LLM red teaming: a practical playbook

Actualizado: 2026-05-03

In 2023, LLM red teaming was an experimental discipline practised by a handful of research teams. Today it’s a compliance requirement for any agent system handling sensitive data or triggering real actions. The three-year gap boils down to three factors: attacks got professional, frameworks converged, and regulators started requiring evidence.
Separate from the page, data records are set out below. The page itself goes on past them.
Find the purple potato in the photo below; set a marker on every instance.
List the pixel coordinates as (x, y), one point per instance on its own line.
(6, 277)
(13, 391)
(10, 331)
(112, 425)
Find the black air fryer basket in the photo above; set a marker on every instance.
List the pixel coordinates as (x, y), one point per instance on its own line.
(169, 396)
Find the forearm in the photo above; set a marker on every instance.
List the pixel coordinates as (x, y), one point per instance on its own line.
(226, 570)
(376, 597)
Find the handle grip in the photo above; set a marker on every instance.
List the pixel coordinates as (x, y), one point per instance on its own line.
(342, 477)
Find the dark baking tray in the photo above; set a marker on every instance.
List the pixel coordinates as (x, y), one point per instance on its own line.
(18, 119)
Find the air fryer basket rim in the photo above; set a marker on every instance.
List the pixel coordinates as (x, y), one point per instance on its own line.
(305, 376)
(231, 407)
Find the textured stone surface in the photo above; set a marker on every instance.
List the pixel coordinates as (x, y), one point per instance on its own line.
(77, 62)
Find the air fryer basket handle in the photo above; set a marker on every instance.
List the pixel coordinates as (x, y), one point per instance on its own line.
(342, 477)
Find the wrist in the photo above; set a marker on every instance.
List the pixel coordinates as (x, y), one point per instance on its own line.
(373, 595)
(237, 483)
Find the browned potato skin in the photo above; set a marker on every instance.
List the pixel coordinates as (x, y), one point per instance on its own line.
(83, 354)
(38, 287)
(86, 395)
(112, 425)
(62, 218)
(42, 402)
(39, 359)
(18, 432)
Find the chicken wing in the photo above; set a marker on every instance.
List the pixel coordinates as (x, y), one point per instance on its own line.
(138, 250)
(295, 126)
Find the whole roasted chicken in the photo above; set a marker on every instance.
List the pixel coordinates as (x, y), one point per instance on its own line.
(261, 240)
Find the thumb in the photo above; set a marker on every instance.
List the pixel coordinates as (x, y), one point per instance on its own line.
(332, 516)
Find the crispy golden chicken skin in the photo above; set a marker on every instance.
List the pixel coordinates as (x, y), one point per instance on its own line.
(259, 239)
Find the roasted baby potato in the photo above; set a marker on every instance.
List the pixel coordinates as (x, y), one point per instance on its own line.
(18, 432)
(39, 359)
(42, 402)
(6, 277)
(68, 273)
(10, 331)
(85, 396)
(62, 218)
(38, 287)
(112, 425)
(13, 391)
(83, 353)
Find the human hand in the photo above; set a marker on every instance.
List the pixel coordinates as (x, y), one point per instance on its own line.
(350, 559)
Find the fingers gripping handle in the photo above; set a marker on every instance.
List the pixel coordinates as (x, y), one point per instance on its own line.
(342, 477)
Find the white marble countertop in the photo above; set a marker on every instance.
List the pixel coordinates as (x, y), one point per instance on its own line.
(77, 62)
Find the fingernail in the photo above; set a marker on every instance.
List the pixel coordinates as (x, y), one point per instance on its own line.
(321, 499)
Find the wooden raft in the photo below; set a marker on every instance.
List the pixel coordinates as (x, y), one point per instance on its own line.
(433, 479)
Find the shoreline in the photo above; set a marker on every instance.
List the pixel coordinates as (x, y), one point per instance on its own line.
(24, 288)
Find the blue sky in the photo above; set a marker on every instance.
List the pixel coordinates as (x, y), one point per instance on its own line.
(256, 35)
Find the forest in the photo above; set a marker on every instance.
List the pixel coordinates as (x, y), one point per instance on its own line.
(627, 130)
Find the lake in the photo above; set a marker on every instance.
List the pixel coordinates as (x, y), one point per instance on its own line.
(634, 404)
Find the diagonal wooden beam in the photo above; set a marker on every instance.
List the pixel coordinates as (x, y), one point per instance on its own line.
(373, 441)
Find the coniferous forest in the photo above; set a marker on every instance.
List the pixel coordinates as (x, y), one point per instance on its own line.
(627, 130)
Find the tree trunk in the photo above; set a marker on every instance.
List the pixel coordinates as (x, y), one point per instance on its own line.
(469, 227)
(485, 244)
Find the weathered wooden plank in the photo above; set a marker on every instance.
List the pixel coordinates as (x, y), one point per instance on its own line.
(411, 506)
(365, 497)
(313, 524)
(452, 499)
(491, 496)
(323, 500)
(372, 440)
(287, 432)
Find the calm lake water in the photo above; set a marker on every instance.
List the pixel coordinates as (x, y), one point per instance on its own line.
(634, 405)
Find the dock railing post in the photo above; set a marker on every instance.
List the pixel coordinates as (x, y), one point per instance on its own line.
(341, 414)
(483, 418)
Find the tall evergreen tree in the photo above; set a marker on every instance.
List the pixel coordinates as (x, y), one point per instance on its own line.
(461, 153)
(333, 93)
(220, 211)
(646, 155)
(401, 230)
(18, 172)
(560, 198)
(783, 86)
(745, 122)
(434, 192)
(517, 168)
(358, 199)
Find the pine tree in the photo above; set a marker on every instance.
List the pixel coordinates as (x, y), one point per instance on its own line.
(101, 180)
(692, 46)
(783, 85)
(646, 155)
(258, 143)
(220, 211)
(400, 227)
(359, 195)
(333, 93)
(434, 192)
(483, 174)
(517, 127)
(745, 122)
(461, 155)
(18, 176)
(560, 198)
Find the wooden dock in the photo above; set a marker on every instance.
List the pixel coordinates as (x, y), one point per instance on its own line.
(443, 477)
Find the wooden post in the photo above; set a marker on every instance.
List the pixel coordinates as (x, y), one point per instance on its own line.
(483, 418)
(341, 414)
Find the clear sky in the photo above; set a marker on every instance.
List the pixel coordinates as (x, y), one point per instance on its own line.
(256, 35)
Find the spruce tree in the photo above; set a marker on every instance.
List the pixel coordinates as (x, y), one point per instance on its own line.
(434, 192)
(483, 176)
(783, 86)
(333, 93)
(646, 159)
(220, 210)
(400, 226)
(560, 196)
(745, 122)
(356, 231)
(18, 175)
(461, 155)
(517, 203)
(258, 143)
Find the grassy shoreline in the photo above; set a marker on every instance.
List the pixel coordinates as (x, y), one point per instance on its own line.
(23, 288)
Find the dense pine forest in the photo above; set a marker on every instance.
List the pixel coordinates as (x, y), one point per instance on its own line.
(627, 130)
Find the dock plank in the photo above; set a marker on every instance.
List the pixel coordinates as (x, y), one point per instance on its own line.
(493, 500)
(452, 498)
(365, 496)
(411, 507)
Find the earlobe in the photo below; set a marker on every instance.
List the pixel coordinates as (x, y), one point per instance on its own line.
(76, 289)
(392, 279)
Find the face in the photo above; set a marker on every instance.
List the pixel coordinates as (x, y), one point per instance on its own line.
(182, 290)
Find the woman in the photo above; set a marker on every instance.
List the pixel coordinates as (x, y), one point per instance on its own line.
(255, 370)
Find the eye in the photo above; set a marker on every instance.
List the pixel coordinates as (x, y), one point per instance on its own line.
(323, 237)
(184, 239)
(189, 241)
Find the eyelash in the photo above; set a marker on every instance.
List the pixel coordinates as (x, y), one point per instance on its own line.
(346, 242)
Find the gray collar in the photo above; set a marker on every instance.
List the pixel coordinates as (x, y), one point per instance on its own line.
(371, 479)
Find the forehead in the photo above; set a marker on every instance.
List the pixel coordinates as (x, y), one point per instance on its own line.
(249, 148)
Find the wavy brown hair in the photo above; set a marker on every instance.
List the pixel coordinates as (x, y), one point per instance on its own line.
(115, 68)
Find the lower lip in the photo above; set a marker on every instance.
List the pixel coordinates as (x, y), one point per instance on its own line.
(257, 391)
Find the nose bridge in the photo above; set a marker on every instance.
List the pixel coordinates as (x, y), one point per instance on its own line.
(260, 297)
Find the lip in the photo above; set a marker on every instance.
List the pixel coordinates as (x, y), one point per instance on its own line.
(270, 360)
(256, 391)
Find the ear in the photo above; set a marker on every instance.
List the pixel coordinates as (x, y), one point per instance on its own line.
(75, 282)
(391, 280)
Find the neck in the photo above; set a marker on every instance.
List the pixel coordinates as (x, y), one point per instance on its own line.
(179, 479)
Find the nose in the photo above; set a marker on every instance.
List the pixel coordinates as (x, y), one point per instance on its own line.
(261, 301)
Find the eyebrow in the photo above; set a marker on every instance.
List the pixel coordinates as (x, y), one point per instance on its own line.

This piece captures the operational playbook I personally use when reviewing agents in production. Not theory—the attack vectors that actually break systems, the defences that actually block attacks, and the mistakes that cost more time than it took to build the agent.

Key takeaways

• Prompt injection remains vector #1, but only 1 in 10 production incidents comes from direct user input; the other 9 travel through tools, RAG, documents, and memory.
• Fictional character roleplay attacks have an 89.6% success rate on inadequately protected models, per recent studies.
• Isolated defences don’t work: you need a layered stack where each layer cuts a percentage of volume.
• PISmith (adaptive RL for generating attacks) changes the discipline: static test batteries are now insufficient.
• The cost of a minimum red teaming program is low; the impact of not having one when the first real exploitation attempt arrives is high.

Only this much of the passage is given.